Ariba has experienced measurable results since implementing the new system, including:

  • When Ariba receives a low overall satisfaction score, the representative can immediately contact the customer to determine the key reasons for the dissatisfaction. This has helped in resolving customer issues, and moved customers from dissatisfied to satisfied.
  • Results have demonstrated to Ariba officials that customer satisfaction ratings of the technical support division have exceeded expectations.
  • One of Ariba’s primary goals is to move customers rating their service as 7 or below (on a scale of 1 to 10) up the scale to a satisfied or very satisfied customer. Already, the open-ended customer comments portion of the survey have yielded immediate results in this area.
  • The system has helped Ariba team morale.

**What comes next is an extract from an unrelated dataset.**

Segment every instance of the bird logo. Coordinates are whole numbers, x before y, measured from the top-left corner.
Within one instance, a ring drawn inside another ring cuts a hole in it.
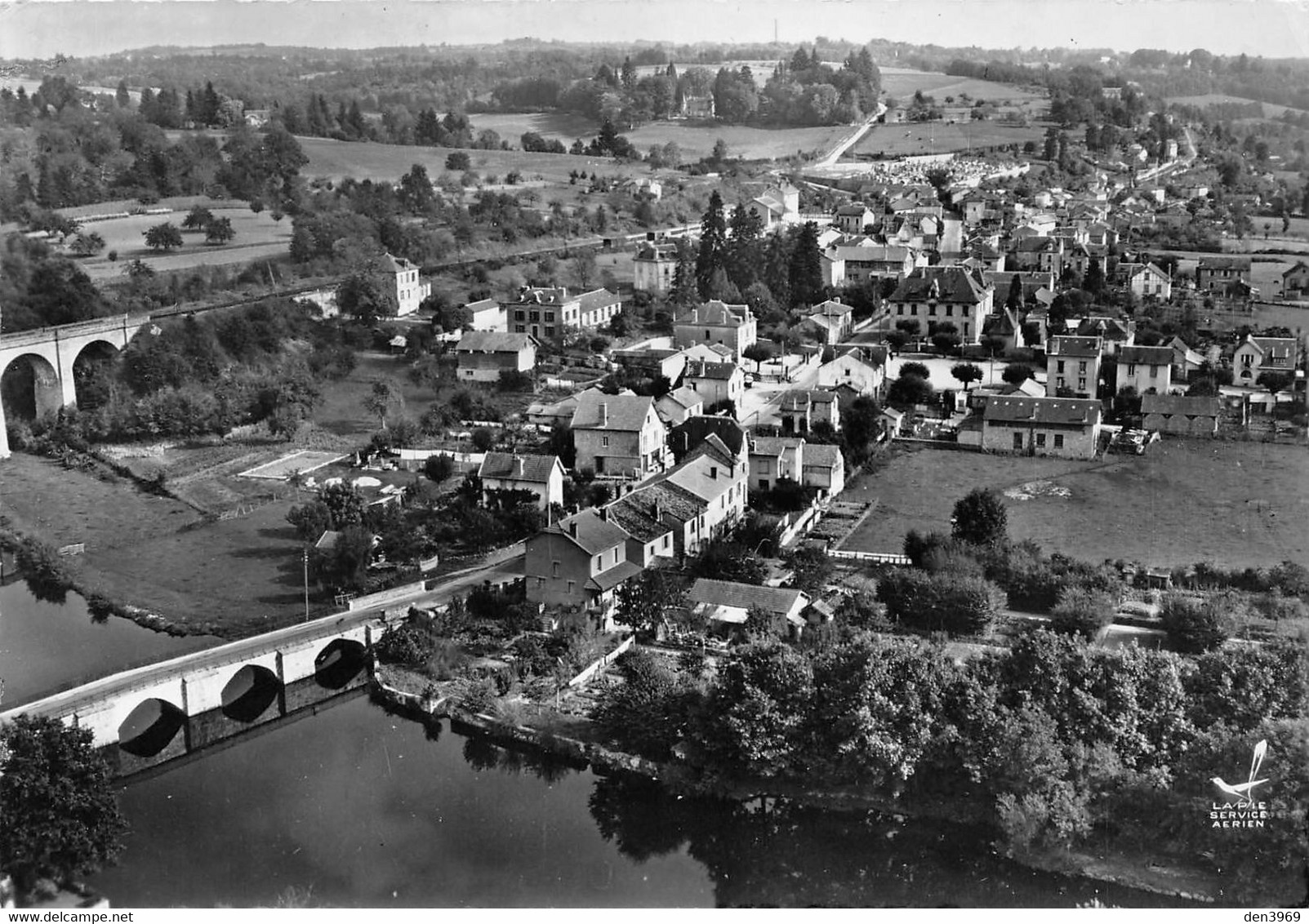
[[[1268,777],[1262,780],[1254,779],[1259,775],[1259,767],[1263,766],[1263,756],[1268,753],[1268,741],[1264,738],[1258,745],[1254,746],[1254,756],[1250,759],[1250,776],[1245,783],[1229,784],[1224,783],[1221,776],[1215,776],[1212,783],[1219,789],[1225,792],[1228,796],[1234,796],[1238,802],[1253,802],[1254,801],[1254,788],[1261,787],[1268,781]]]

For the first time ever, Ariba customers can nominate representatives for excellent support services commendations through a question contained in the Web survey.

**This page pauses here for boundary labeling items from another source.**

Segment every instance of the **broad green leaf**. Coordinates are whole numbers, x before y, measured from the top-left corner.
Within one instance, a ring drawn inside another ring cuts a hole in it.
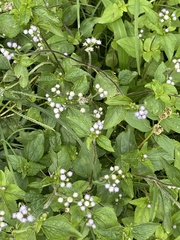
[[[96,139],[97,144],[108,152],[114,152],[111,141],[104,135],[99,135]]]
[[[77,18],[77,5],[71,5],[63,12],[62,21],[66,26],[72,25]]]
[[[127,175],[122,179],[120,185],[123,192],[125,192],[130,198],[134,197],[133,181],[130,175]]]
[[[66,81],[75,83],[78,81],[79,77],[84,77],[89,75],[86,71],[78,68],[78,67],[72,67],[68,69],[68,72],[65,75]]]
[[[46,166],[35,163],[35,162],[29,162],[27,166],[27,176],[35,176],[38,172],[46,168]]]
[[[122,70],[119,72],[118,78],[121,85],[129,85],[132,80],[137,76],[137,72],[130,71],[128,69]],[[124,96],[126,97],[126,96]]]
[[[13,38],[18,35],[22,28],[14,20],[14,16],[9,13],[1,13],[0,15],[0,34]]]
[[[126,110],[122,106],[109,106],[104,119],[104,129],[116,126],[124,120]]]
[[[36,182],[30,183],[29,187],[42,189],[43,187],[52,185],[53,182],[54,182],[54,179],[52,179],[51,177],[45,177],[42,181],[36,181]]]
[[[127,96],[114,96],[112,98],[108,98],[105,101],[107,105],[113,105],[113,106],[129,105],[131,102],[132,100]]]
[[[14,73],[19,78],[19,84],[22,88],[25,88],[29,83],[29,73],[25,66],[16,64],[14,67]]]
[[[171,183],[174,186],[180,187],[180,170],[167,163],[166,160],[161,160],[161,162]]]
[[[149,239],[159,226],[157,223],[142,223],[133,226],[133,237],[137,240]]]
[[[136,139],[135,139],[135,134],[134,134],[133,128],[128,126],[125,131],[121,132],[116,137],[114,149],[115,149],[115,154],[117,155],[117,157],[119,155],[123,155],[126,153],[129,154],[131,151],[137,149],[137,144],[136,144]],[[133,155],[132,157],[136,157],[135,153],[130,153],[130,154]]]
[[[151,10],[152,5],[150,2],[146,0],[139,0],[139,13],[143,13],[145,10],[144,8],[147,8],[148,10]],[[128,10],[130,11],[131,14],[135,14],[135,1],[134,0],[129,0],[128,1]]]
[[[89,37],[92,35],[94,25],[98,22],[97,17],[86,18],[81,22],[80,32],[83,36]]]
[[[25,192],[22,189],[20,189],[17,185],[9,184],[4,191],[4,195],[6,200],[12,201],[23,199],[25,196]]]
[[[147,119],[138,119],[134,112],[127,112],[125,121],[131,126],[141,132],[151,131],[150,123]]]
[[[6,186],[6,176],[2,170],[0,170],[0,186]]]
[[[176,46],[176,37],[172,33],[160,36],[161,48],[165,51],[169,61],[171,61]]]
[[[156,79],[153,79],[151,83],[146,84],[145,87],[150,88],[154,91],[156,99],[160,98],[164,93],[163,84]]]
[[[52,164],[49,167],[51,172],[55,172],[57,168],[61,167],[69,169],[72,160],[76,158],[76,148],[73,146],[61,146],[61,149],[56,153],[50,149],[50,159]]]
[[[81,113],[78,109],[68,109],[67,123],[79,137],[86,137],[90,133],[92,121],[88,114]]]
[[[123,236],[123,228],[119,226],[111,227],[111,228],[96,228],[93,230],[97,236],[97,239],[100,240],[117,240],[122,239]],[[87,239],[89,240],[89,239]]]
[[[36,240],[35,229],[32,226],[20,230],[13,230],[12,233],[16,240]]]
[[[159,146],[167,151],[172,156],[172,158],[174,157],[174,144],[172,139],[164,134],[161,134],[154,136],[154,140],[157,142],[157,144],[159,144]]]
[[[120,6],[116,3],[111,3],[107,8],[105,8],[103,15],[99,18],[98,23],[112,23],[120,18],[123,14]]]
[[[117,44],[120,45],[124,51],[126,51],[129,56],[136,58],[136,49],[135,49],[135,37],[125,37],[122,39],[117,40]],[[140,39],[138,39],[138,44],[140,46],[139,48],[139,55],[142,55],[143,48],[142,48],[142,42]]]
[[[179,117],[167,118],[161,122],[162,127],[166,131],[173,130],[174,132],[180,133],[180,120]]]
[[[108,92],[108,98],[113,97],[117,94],[116,85],[118,85],[119,80],[112,71],[107,70],[104,72],[108,77],[98,73],[94,81],[94,88],[96,84],[99,84],[105,91]]]
[[[29,161],[38,162],[44,154],[44,134],[35,131],[29,137],[31,139],[24,146],[24,156]]]
[[[62,215],[48,218],[42,224],[42,231],[51,240],[64,240],[70,237],[81,237],[70,222]]]
[[[111,207],[101,207],[94,211],[93,218],[97,228],[108,229],[118,226],[116,214]]]
[[[0,55],[0,69],[1,70],[8,70],[11,69],[10,63],[7,58],[3,55]]]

“This is a great way to measure and actually track and get trends so we can intervene before things blow up,” says Nakhwa, who was a lead contact for Ariba in bringing the system online. “We’ve found that sometimes a simple follow-up phone call or e-mail after the case is closed can be the difference between a customer being satisfied or very satisfied. So now, even if my representatives are 100-percent sure the solution worked, I tell them to give that extra call or send that extra e-mail. It makes a difference.”

And to Ariba, customer satisfaction makes all the difference.

Surveying the future

As an e-commerce provider, Ariba maintains a strong relationship with its customers. Its global technical support division, with offices in North America, Europe and Asia Pacific, provides both regional as well as product-based expertise for its clients. Customer feedback will continue to be a critical driver in product support.

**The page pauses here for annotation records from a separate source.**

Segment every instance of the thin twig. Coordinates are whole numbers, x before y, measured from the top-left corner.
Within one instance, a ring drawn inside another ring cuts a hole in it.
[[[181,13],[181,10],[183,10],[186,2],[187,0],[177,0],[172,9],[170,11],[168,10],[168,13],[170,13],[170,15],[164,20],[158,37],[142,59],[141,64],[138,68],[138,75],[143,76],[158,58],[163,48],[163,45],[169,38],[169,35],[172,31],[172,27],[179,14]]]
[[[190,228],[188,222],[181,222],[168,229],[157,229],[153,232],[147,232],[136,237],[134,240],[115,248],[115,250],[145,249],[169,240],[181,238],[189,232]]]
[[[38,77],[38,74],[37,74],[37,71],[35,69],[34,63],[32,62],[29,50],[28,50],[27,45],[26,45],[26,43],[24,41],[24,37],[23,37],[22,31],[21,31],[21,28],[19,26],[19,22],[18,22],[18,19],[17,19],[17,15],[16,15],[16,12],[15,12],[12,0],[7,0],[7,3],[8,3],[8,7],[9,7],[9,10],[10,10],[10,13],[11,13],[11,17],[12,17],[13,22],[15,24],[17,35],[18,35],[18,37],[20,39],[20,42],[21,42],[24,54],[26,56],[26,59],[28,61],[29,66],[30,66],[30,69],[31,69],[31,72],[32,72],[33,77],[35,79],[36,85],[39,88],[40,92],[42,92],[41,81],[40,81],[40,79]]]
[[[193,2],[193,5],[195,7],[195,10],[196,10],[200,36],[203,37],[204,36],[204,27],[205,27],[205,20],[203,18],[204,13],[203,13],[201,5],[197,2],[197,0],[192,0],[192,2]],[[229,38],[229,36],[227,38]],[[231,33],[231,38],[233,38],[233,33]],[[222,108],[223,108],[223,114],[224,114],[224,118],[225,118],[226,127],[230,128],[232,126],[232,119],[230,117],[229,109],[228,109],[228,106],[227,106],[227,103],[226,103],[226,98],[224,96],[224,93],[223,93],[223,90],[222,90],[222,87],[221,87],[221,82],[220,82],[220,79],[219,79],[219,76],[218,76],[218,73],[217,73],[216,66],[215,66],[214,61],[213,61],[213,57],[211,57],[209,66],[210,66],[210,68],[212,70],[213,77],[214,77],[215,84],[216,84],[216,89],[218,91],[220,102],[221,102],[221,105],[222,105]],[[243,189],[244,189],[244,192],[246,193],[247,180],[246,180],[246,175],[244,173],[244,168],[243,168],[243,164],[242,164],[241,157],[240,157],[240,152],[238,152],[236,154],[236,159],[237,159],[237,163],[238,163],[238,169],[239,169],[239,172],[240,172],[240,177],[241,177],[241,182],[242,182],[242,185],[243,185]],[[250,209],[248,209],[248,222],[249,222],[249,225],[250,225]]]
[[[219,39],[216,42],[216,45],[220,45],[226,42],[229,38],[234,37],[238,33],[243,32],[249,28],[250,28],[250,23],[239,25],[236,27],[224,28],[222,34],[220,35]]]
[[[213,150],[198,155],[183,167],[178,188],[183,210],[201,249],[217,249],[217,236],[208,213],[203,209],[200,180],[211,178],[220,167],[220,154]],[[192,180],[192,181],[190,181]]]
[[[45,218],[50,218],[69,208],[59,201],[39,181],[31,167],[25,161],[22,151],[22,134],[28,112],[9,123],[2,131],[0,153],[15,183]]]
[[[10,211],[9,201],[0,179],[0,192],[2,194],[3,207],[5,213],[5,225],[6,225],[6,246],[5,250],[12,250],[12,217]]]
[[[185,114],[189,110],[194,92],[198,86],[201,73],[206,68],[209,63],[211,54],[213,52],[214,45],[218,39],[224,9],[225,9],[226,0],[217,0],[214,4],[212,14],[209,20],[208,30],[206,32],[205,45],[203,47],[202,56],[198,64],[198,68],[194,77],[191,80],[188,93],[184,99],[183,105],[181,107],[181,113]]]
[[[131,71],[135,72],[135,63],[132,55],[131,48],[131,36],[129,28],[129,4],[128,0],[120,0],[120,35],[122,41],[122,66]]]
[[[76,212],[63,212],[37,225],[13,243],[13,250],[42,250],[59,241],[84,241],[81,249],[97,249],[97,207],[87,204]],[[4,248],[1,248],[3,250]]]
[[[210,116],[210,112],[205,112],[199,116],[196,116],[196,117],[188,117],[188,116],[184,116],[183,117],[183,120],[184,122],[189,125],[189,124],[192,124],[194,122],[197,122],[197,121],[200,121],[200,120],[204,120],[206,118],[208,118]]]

Ariba envisions a myriad of opportunities to expand its use of WSS. Cultural considerations when devising unique Web surveys and e-mail invitations, for example, will become more critical as the global economy expands. A Web-survey invitation written in French as well as English, for instance, is more likely to elicit a higher percentage of respondents than if it were written in English only when the audience is French-speaking.

Ariba also foresees the expansion of its WSS into all phases of its operation. As the task of assuring customer loyalty continues growing into a round-the-clock job - whereby every single customer experience is seen in the larger context of the customer’s ongoing relationship with the company - real-time feedback will play an even more crucial role. Down the line, Ariba envisions WSS becoming a 360-degree solution, where the survey information is fed back into Ariba’s CRM to be used by other departments, including sales, marketing and product development.

As the Internet continues to become more widely used as a customer support tool, conventional distinctions between receiving service, providing feedback on service, and customer-initiated training and development programs will continue to blur. All will present new challenges and opportunities, and Ariba promises to be at the forefront, striving to improve and sustain its strong customer relationships.